Lorsque la guerre en Ukraine s’est déclenchée, les citoyens se sont montrés assez sages. Ils n’ont pas appelé à une armée européenne mais à des armées nationales mobilisables dans un cadre atlantique, et également dans un cadre européen pour l’autodéfense.
Quand je suis arrivé à cette Conférence, je me suis dit que les citoyens allaient proposer une armée européenne. On sait, notamment en France, combien c’est difficile de faire ça. La Communauté européenne de défense a été rejetée en 1954. L’Europe de la défense, l’armement commun, c’est difficile. J’ai donc été agréablement surpris de constater que les propositions n’allaient pas dans ce sens mais plutôt pour des mobilisations conjointes.
Autre exemple, les citoyens ont réfléchi sur la production des armes mais surtout sur le contrôle politique et la question de l’export de ces dernières. Leur proposition était de regarder comment produire ces armes mais surtout comment les exporter correctement, c’est-à-dire qu’ils ne souhaitaient pas que ces armes soient envoyées à des dictateurs, par exemple. C’est un bon exemple porté par les citoyens. Les industriels de l’armement sont moins scrupuleux. Cette délibération collective à la fois civile et politique permet de dégager des éléments de compromis européen.
C’est là l’illustration de la réflexion citoyenne conjointe, intelligente, des Européens, qui confrontent leurs idées avec les parlementaires et qui arrivent à prendre en compte le contexte géopolitique qui évolue. En émergent des propositions assez solides qui méritent d’être regardées.

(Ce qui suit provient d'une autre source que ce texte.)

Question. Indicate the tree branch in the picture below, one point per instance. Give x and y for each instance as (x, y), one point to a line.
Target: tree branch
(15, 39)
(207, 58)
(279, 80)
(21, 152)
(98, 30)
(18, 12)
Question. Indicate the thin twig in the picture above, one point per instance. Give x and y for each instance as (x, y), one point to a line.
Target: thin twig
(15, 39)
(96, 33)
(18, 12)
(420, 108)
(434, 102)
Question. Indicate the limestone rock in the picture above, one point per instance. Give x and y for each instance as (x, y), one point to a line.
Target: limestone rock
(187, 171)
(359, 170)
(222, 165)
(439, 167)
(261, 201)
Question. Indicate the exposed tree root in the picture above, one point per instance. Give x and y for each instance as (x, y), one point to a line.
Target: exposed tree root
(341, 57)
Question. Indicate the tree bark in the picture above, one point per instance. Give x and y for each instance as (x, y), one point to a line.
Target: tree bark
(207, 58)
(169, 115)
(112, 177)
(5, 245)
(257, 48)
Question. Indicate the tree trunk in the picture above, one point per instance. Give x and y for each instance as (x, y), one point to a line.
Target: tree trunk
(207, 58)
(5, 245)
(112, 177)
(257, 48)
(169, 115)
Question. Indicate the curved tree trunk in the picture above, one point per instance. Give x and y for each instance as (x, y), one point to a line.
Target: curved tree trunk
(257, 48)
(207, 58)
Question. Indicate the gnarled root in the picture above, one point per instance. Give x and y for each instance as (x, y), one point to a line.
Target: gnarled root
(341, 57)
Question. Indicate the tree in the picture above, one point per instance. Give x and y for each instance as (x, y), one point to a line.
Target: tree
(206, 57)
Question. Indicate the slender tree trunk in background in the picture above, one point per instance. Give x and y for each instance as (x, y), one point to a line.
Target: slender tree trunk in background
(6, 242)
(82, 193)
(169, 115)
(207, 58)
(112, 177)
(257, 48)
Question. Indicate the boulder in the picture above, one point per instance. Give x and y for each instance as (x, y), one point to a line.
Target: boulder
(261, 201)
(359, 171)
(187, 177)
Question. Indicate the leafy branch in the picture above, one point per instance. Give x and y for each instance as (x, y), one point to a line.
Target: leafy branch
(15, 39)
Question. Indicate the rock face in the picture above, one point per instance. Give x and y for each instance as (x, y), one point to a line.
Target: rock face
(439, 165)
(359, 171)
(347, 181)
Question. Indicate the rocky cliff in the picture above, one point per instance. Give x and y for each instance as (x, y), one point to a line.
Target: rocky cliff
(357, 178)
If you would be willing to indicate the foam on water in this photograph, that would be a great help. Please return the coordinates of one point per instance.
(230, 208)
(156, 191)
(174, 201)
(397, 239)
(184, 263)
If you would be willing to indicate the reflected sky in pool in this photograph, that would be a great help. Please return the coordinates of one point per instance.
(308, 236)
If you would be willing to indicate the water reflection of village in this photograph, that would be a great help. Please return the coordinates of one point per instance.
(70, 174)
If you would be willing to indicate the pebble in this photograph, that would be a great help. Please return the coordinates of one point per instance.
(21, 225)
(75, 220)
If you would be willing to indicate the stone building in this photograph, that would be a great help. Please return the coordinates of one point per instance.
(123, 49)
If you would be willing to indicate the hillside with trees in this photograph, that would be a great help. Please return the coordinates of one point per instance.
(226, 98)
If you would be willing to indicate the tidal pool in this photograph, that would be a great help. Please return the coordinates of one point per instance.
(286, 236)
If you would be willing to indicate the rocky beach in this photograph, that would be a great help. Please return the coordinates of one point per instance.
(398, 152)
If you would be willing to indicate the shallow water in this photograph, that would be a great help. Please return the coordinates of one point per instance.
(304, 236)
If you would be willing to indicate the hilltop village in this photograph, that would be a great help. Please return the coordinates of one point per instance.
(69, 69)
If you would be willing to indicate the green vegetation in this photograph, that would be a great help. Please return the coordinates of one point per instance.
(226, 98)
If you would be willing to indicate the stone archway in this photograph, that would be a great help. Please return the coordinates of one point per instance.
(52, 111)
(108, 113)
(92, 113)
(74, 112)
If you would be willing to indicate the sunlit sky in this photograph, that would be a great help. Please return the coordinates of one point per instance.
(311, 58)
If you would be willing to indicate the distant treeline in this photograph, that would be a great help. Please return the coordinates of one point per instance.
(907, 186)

C’est une pierre dans le jardin européen. Ceux qui nous protègent de Poutine, ce sont les Américains et l’Otan, donc il faut qu’on se muscle davantage. C’est utile d’entendre ces propositions et nécessaire d’y réfléchir. On ne sait pas ce qui se passera dans quelques années. Et c’est bien que l’on commence à réfléchir à cela dès maintenant, parce que ça prend du temps de mettre en place un contrôle politique, une production des armes. J’espère que tout le monde prendra le temps de s’y intéresser parce que si ce n’est pas le cas, nous nous exposons à des déconvenues, y compris en France.